TRINA / COURONNÉE


コンゴから登場した女性歌手の欧州デビュー・アルバムです。なんだかR&Bっぽいゴージャスなジャケながら、そのクールネスを漂わせている、というか、その無愛想なたたずまいは何でしょうねえ?同様に、歌にもまったくアイソがない、ブッキラボーな雰囲気…、でも、コレ、なかなかイイんじゃないでしょうか? バックにおきましては、いかにも今っぽいアフロPOP仕様のルンバですが、その野性的で存在感ある中部アフリカ女子声?叙情というよりも叙事的な歌とさえ聞こえ、POPというよりは民俗音楽的資質さえ垣間見せる(というのは言い杉かもですが)飾りなくも耳に残るその歌声。愛想や愛嬌という概念がないかのように振る舞い、カワイイと思われたい、なんて、微塵にも思っていない?そんな歌い口。ジャケで王冠をいだいているのもダテじゃないような気がしてきましたよ。イイですねえ、媚というものがありませんな、この娘 、そしてこの歌声、よくよく聴いていると高貴なものと映って来ました(錯覚か?)。

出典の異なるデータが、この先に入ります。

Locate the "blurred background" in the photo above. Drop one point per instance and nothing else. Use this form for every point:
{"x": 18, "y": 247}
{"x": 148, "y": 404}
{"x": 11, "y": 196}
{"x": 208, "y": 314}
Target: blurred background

P.S. なんて、 入荷時にテキトーなことを書いてしまいましたが、この人、キンシャサのゴスペル・サークルの人気歌手だそう、完全に聞き誤っていますが、コンゴのゴスペルって、実はメチャメチャたくさんのアーティストがいて(なかなか手が出せない世界)現地での需要は大きいものがあり、その音楽スタイルも、ルンバありフォルクロールあり、POPありで、何でもありの世界。まあ、いわゆる英語圏のゴスペルとはちょっと違うんですね(って、英語圏のゴスペルも近年どう聴いてもフツーのPOPみたいなものも多いようですが)。ちなみにコンゴ民主共和国では80%の人がクリスチャン、そのうちの半分がカトリックで、プロテスタントが20%、キンバングー教会10%ほか、となるそうです。ちなみにトゥリナ・フキアウ嬢はカトリック系だそう。そーゆーことで、このニコリともしない無愛想、媚の無さは神につかえる身だったからなんですねえ…、そこんとこ “高貴” と勘違いしました。いやー、毎度テキトーでスミマセン!が、その歌声にはフォルクロールな味わい、確かにあると思いますが…。